Die Debatten um die Nachhaltigkeit schneiden tief ins Bewusstsein des Menschen von sich und seiner Stellung in der Welt ein, mehr als man im Moment wahrhaben möchte. Sie verändern dabei auch die Konzeption der Architektur, aber nicht etwa nur in weiter Zukunft, sondern jetzt, heute, besonders in der Verbindung von Nachhaltigkeit und künstlicher Intelligenz. Sicherlich, es sind notwendige Maßnahmen, aber mit der Reduzierung des Ressourcen- und Flächenverbrauchs oder der CO2-Produktion bewegen sich die Debatten weitgehend im Vorhersehbaren und Konventionellen. Sie bleiben dabei an der Oberfläche und dringen nicht zum Kern vor. Eher verstellen sie den Blick dafür, dass wir es mit Veränderungen zu tun haben, die das Potenzial besitzen, die Architektur aus ihrer bisherigen 500-jährigen modernen Konzeption abzulösen.

Im Folgenden dazu einige Überlegungen, gefolgt von sieben Thesen einer Ästhetik der Nachhaltigkeit. Warum Ästhetik und nicht Theorie der Nachhaltigkeit? Weil in der formalen, materiellen und räumlichen Figur der Architektur die theoretische wie auch philosophische Konzeption zur sinnlichen Anschauung kommt. Theorie und Philosophie liegen nicht einfach der Architektur zugrunde, sie kommen zur Sichtbarkeit und zeigen sich in der mit allen Sinnen wahrnehmbaren, also ästhetischen Gestalt der Dinge.

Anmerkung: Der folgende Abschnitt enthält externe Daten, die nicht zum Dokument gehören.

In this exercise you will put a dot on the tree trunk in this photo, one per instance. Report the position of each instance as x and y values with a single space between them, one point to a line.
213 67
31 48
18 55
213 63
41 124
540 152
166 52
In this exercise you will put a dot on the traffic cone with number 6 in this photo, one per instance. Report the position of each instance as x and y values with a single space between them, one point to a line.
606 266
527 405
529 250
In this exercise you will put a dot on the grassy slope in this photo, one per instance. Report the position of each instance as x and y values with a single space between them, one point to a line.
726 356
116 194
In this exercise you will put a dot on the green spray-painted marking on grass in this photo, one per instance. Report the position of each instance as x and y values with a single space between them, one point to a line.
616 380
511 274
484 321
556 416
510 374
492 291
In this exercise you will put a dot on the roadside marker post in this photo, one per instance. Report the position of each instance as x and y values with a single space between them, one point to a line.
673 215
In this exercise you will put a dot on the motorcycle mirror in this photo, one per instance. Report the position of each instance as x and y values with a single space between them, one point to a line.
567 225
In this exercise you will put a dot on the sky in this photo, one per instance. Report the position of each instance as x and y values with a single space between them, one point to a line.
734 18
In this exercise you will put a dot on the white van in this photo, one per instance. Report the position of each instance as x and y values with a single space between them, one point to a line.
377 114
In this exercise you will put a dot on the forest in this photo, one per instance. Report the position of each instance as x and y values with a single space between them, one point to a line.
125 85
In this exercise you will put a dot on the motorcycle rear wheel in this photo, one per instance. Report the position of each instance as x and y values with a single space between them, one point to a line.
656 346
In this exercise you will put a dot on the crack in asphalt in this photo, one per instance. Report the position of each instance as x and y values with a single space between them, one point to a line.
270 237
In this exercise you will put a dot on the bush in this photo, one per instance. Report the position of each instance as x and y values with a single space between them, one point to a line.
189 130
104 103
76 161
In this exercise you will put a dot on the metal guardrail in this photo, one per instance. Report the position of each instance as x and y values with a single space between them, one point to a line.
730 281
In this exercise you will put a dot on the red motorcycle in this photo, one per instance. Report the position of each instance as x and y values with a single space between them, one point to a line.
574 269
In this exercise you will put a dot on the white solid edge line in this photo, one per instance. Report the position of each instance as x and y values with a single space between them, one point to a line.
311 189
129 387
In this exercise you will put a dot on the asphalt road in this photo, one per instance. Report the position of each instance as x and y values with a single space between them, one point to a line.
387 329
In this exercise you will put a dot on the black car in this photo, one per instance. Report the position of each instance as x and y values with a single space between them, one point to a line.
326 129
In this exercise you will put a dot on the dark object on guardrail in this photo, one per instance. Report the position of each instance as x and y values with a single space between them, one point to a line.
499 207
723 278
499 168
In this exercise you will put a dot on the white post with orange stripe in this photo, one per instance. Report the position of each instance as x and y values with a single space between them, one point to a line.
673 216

Wollte man nun fragen, was die Architektur heute auszeichnet, so kann die Frage nur im größeren Kontext der allgegenwärtigen apokalyptischen Zukunftsszenarien beantwortet werden: Es ist die Erfahrung, die wir täglich machen, dass die Zukunft heute nicht mehr offen ist, auf jeden Fall nicht mehr so offen, wie das noch in der Moderne der Fall war, als alles möglich und alles erlaubt schien. Mit den vielfältigen Krisenerscheinungen und dunklen Aussichten, die sich mit ihnen abzeichnen, scheint sich die Zukunft wieder zu verschließen.

Was bedeutet das? Wie zeigt sich das? Und was hat das mit Nachhaltigkeit zu tun? Dazu vorweg soviel: Das architektonische Projekt war immer utopisch. Projekt war, was neue Möglichkeiten für das Leben imaginierte. Das architektonische Projekt war immer ein Medium der Projektion neuer Modelle eines besseren Lebens. Jedes Projekt eines noch so bescheidenen Einfamilienhauses war Träger des Versprechens für ein befreites Leben. Das ist heute nicht mehr so, auf jeden Fall nicht mehr uneingeschränkt. Die Zukunft ist nicht mehr Raum unbekannter und unbegrenzter Möglichkeiten, wie das noch vor einiger Zeit war. Man muss nur an die großen Utopien der 1960er Jahre denken wie zum Beispiel an die Zukunftsvisionen der Architektengruppe Archigram oder Archizoom, an die utopische Idee einer die Welt umspannenden Röhre von Günther L. Eckhardt oder auch, weiter zurück, an die utopischen Entwürfe einer gerechten und befriedeten Gesellschaft bei Thomas Morus (1517) oder Tommaso Campanella (1623).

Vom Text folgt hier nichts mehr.